I was working on a bug with our VPN, and read about VPN Phases 1 and 2, each of which have a lifetime in seconds. I was investigating to validate if these had anything to do with the bug we had and apparently not, however I'm still curious has to why do these settings exist at all, what's the purpose of these "lifetime" settings for each phases, what if there was no lifetime, or years instead of the default 1 and 8 hours?

I did research the matter of course, but every search result about the phases lifetime has to do with how long they should be, and that the first phase should be smaller than the second phase. No one explains their purpose.

1 Answer 1


This is the Security Association (SA) lifetime, and the purpose of it is explained e.g. in RFC 7296, 2.8 on rekeying IKEv2:

IKE, ESP, and AH Security Associations use secret keys that should be used only for a limited amount of time and to protect a limited amount of data. This limits the lifetime of the entire Security Association.

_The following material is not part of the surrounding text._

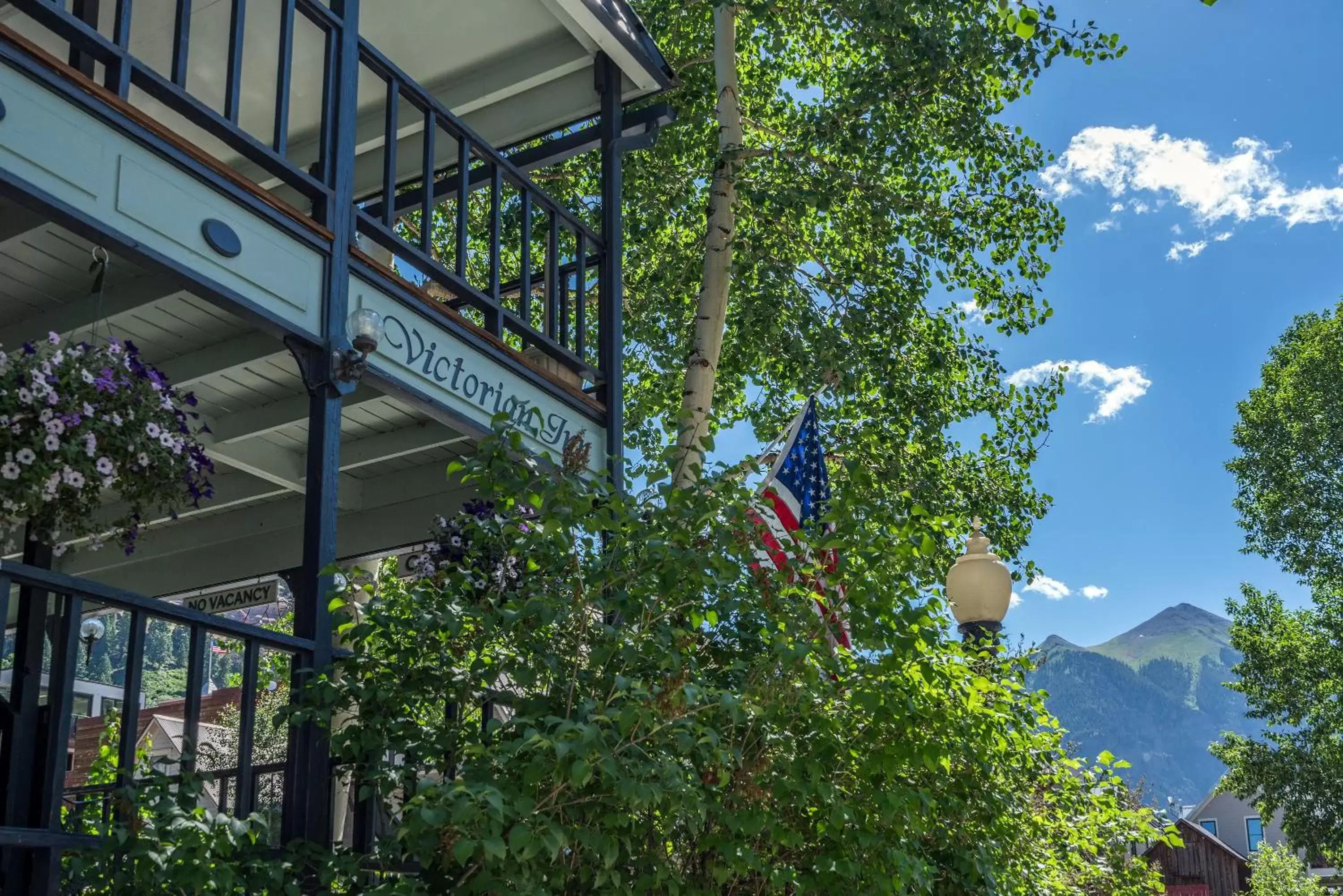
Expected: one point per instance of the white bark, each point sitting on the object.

If we used the same keys forever, any compromise of the keys would compromise all the data ever encrypted in this tunnel. The SA lifetime puts limits to the time window. IKEv2 also improves this compared to IKEv1:

A difference between IKEv1 and IKEv2 is that in IKEv1 SA lifetimes were negotiated. In IKEv2, each end of the SA is responsible for enforcing its own lifetime policy on the SA and rekeying the SA when necessary. If the two ends have different lifetime policies, the end with the shorter lifetime will end up always being the one to request the rekeying.